Extracellular Proteome Differences between the Wis 54–1255 and the High Producer Strain AS-P-78 (Industrial stage of P. chrysogenum) at 68 h

To assess some of the protein variations that occurred during the development of the high producer AS-P-78 from Wis 54–1255, extracellular proteins from these two strains were compared with each other as indicated above. Analysis of the 2-DE gels (Fig. 5) identified 65 spots (68 proteins and isoforms) that were overrepresented in the Wis 54–1255 strain, whereas 44 spots (49 proteins and isoforms) had higher representation in the AS-P-78 strain. The findings summarized below are detailed in supplemental Tables 5 and 6.

Fig. 5. — **Comparison of the extracellular proteomes of *P. chrysogenum* Wis 54–1255 and AS-P-78 at 68 h.** Proteins were separated by 2-DE. The word “Wa” is used for those spots over-represented or present only in the Wis 54–1255 strain, whereas “Aw” is used for those spots over-represented or present only in the AS-P-78 strain. The spots differentially represented in each strain are numbered and correspond to those proteins listed in supplemental Table 5 (for Wa) and supplemental Table 6 (for Aw).

General Metabolism

One of the proteins that are overrepresented in the Wis 54–1255 strain when compared with the high producer AS-P-78 is a probable sulfydryl oxidase Sox (spots Wa7 and Wa8), an important enzyme for food industry (see Discussion). Another enzyme overrepresented in the Wis 54–1255 that is related to food industrial processes is a dihydroxy-acid dehydratase Ilv3 (Wa62 and Wa63), which is involved in the biosynthesis of branched-chain amino acids (see Discussion). As it was observed during the comparison of the the wild-type strain versus the Wis 54–1255 strain, some proteins overrepresented or only detected in the latter strain lack predicted secretion signal sequences. Examples are provided by an enolase (spots Wa13-Wa15), a probable mitochondrial (homo) aconitate hydratase Aco1 (spots Wa20-Wa22), a probable glucose-6-phosphate 1-dehydrogenase (spot Wa27), a probable ribose 5-phosphate isomerase RPI (spot Wa40), a probable transaldolase Tal1 (spots Wa48), and the glutamate dehydrogenase GDHA (spots Wa26, Wa30), the latter reported to be involved in regulation of β-lactam production (64). Several of these enzymes play roles related to the mitochondrial formation of the penicillin precursor α-aminoadipic acid and may be released by some type of vesicles. As it was indicated before, these proteins might play different roles according to their location (see Discussion).

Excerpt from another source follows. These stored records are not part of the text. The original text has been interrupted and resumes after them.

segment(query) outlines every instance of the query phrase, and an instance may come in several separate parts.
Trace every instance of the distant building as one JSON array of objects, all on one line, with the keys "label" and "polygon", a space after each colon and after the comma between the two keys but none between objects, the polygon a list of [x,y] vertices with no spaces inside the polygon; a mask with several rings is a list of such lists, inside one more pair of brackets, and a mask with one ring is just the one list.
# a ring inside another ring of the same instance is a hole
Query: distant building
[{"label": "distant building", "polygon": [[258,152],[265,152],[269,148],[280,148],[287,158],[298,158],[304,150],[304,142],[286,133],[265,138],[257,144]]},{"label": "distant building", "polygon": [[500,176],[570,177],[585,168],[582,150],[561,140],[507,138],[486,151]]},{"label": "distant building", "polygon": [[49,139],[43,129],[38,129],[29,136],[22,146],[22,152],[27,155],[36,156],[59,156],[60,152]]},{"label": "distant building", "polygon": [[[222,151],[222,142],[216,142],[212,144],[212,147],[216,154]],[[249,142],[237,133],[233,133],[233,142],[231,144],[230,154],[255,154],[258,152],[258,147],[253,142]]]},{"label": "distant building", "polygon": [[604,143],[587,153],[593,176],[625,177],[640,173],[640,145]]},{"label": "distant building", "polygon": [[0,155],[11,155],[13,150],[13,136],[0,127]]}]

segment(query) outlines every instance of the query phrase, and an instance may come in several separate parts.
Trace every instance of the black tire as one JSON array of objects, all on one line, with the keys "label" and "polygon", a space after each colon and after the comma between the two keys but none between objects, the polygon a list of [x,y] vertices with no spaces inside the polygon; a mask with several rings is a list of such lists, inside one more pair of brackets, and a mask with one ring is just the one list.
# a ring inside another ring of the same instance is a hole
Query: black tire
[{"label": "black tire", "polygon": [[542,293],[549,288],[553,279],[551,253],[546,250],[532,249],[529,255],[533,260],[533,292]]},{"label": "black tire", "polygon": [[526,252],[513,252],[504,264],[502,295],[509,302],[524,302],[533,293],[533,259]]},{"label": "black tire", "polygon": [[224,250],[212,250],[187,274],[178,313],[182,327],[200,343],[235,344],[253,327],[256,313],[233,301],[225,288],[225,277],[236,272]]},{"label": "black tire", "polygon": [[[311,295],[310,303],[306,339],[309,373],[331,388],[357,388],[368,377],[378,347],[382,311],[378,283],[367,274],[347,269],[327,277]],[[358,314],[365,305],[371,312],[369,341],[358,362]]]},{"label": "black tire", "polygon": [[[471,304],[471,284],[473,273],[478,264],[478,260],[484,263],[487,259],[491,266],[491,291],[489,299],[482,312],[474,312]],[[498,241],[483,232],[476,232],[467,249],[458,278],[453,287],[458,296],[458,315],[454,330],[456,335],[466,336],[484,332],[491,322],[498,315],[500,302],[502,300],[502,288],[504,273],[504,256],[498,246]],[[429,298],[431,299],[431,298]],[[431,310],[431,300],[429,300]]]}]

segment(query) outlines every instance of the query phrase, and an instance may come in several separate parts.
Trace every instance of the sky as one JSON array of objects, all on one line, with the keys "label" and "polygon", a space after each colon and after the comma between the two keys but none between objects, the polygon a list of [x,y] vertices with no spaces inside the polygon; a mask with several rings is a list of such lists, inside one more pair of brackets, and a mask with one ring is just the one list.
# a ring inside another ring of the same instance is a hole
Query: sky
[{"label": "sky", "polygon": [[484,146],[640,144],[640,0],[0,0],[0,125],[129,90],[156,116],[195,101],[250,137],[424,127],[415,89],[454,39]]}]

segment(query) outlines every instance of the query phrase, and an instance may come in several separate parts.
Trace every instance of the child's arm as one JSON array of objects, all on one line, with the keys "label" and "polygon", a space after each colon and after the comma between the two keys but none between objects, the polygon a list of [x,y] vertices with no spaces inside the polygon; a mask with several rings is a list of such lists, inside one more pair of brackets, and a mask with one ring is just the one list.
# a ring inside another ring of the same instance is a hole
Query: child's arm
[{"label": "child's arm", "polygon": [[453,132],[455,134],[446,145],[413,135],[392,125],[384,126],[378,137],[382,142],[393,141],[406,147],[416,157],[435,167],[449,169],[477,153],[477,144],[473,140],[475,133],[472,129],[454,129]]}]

In the AS-P-78 strain, a probable isoamyl alcohol oxidase is overrepresented (spot Aw11). In addition, a hypothetical amidase is overrepresented in this strain (spots Aw4-Aw6).

Utilization of Nutrients

Several proteins involved in the utilization of alternative carbon sources as auxiliary energy substrates (see before) are overrepresented in the Wis 54–1255 strain, such as three isoforms of a protein encoded by an acetate-inducible gene aciA (spots Wa32, Wa33, and Wa35), two isoforms of a probable trehalose metabolism factor Pmu1 (spots Wa28 and Wa29), and two isoforms of a probable sorbitol utilization protein Sou2 (spots Wa42-Wa44).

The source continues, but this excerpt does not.